Wednesday, February 5, 2014

Is a North Coast revolt brewing among CBC's Daybreak North listeners?

You might call it the people's review, of the people's network.

A short note on one of Prince Rupert's social media chat boards has issued a call to action for the listeners of the CBC's Daybreak North radio program.

The message looks to bring listeners together to discuss their thoughts on the level of Northwest programming that the CBC Daybreak North Team provides to the region every weekday morning from 5:30 to 8:40.

Organizers of the Sunday, February 9th afternoon session at the Prince Rupert Library are asking some interesting questions about the relevance of the CBC programming to the Northwest.

Among their discussion points for Sunday.

Have you stopped listening?

Does CBC reflect your life?

What about CBC and public emergencies?

Other topics that are to be reviewed what the CRTC might have to say about programming requirements and whether the CBC is providing a cultural narrative of the northwest.

At the moment, Daybreak North covers a wide swath of Northern British Columbia, with the CBC's main production studio based in Prince George. On most occasions during the broadcast period, local producer George Baker provides input for the show from the Third Avenue East studios in Prince Rupert.

For many that fondly remember the full service days of the CBC on Stiles Place, things have never been the same since Mark Forsythe, Neil Gillan, et al moved on to greater CBC glory.

The topic of CBC programming was once a main discussion topic at City Council sessions, a particular favourite topic of former City Councillor Eveyln Basso.
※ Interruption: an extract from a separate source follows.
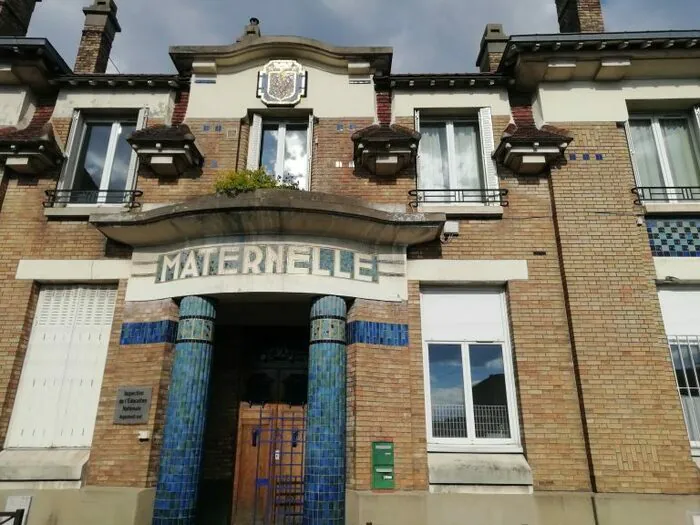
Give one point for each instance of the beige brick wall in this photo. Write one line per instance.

So perhaps if the backlash grows, that torch will be picked up by one of the current six members of Prince Rupert's elected forum.

In recent years, the concerns over the change of direction of CBC programming in the northwest appeared to go into hibernation, with listeners apparently either adjusting or moving on to other options.

On Sunday, it appears that some of that discussion may begin to stir once again, at least for those that still believe that the CBC resonates on the North Coast

For those looking to provide their thoughts on the nature of CBC programming in the Northwest, the Sunday session runs from 2 until 4 PM in the multi purpose room of the Library.